B in Balancing, D in Blogging

So . . . since my last post, I’ve been busy balancing. School started for the kids and life has been moving at warp speed ever since. I’ve:
  • helped with hours of homework,
  • organized class parties,
  • baked countless cupcakes,
  • attended soccer and basketball practices and games,
  • hosted play dates and birthday parties,
  • run a Brownie troop,
  • rehearsed for plays,
  • made spider, turkey, heart-shaped and leprechaun crafts,
  • bought gift wrap and Girl Scout cookies, and
  • dispensed doses of antibiotics and sympathy, to name a few things.

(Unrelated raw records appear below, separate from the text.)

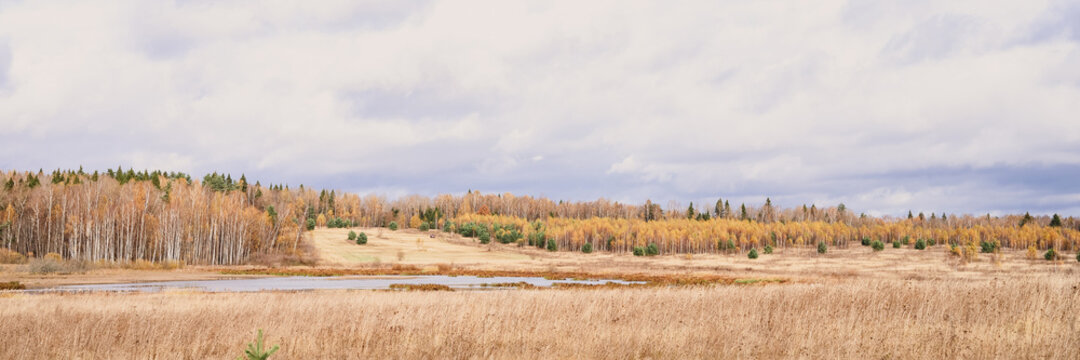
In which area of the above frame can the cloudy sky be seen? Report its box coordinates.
[0,0,1080,215]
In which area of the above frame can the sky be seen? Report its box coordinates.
[0,0,1080,215]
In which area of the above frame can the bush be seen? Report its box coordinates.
[27,253,67,275]
[645,242,660,256]
[0,248,26,264]
[241,329,278,360]
[476,227,491,243]
[0,281,26,290]
[326,217,352,229]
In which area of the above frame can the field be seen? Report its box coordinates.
[0,228,1080,359]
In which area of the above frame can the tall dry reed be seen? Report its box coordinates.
[0,277,1080,359]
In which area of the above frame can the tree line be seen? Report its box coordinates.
[0,169,1080,264]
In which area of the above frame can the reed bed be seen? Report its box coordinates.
[0,277,1080,359]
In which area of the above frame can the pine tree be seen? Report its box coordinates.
[1050,214,1062,227]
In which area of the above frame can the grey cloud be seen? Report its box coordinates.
[340,86,495,119]
[1021,1,1080,43]
[881,14,986,64]
[0,39,12,91]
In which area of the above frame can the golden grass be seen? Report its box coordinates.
[309,228,529,266]
[390,283,454,291]
[0,281,26,290]
[0,277,1080,359]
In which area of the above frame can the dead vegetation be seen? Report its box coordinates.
[0,276,1080,359]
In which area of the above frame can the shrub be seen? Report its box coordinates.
[241,329,278,360]
[0,281,26,290]
[645,242,660,256]
[0,248,26,264]
[326,217,352,229]
[27,256,64,275]
[476,227,491,243]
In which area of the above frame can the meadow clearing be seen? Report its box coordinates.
[0,228,1080,359]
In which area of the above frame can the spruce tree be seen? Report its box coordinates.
[1050,214,1062,227]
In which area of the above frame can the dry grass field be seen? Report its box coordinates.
[0,277,1080,359]
[0,225,1080,359]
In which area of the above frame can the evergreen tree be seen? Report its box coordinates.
[1050,214,1062,227]
[1020,212,1035,227]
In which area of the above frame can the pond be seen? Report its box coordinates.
[37,275,645,292]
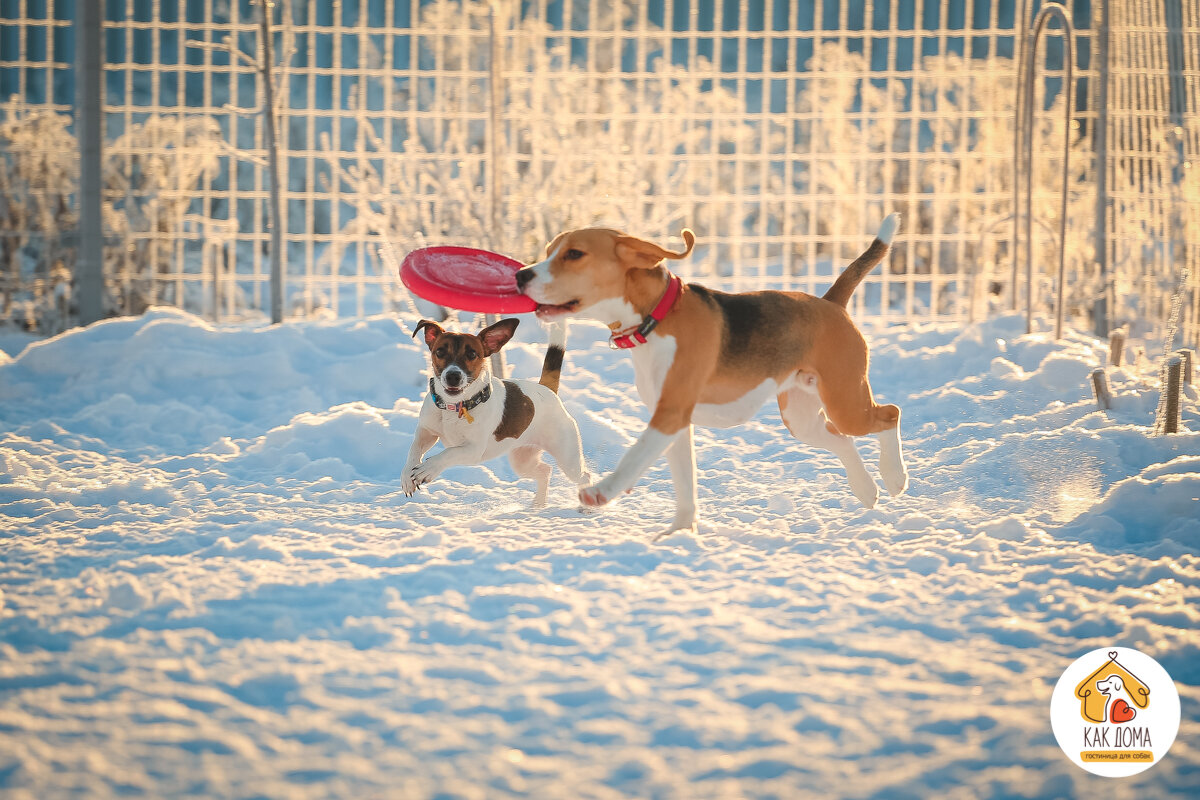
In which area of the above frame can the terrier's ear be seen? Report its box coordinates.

In the rest of my life, I’ve

  • attended too many funerals of friends’ parents,
  • buried my own dear aunt,
  • spent too many hours in grocery stores, traffic jams and my kitchen,
  • raked mountains of leaves and shoveled inches of snow,
  • celebrated holidays and birthdays and reunions,
  • caught up with old friends and made some new ones, and
  • nearly stopped writing “to do” lists because, more often than not, they were meaningless.

In my spare time, I’ve written several professional articles, tackled a few consulting projects, delivered training programs, attended many meetings, and nearly finished my spring course at Georgetown. In all, I think I’ve earned a B in balancing.

Unfortunately, this blog was a causality of all that balancing, despite my nearly daily ideas to share on this subject. My spring (who had time in January for resolutions?) resolution is to get serious about posting, even if it’s just a few sentences every week or so. I’ve heard from a number of people who have been watching this blog and waiting patiently for posts, and their encouragement inspires me. The pediatric dentist awaits our visit so I’m off for now . . . but I will return soon.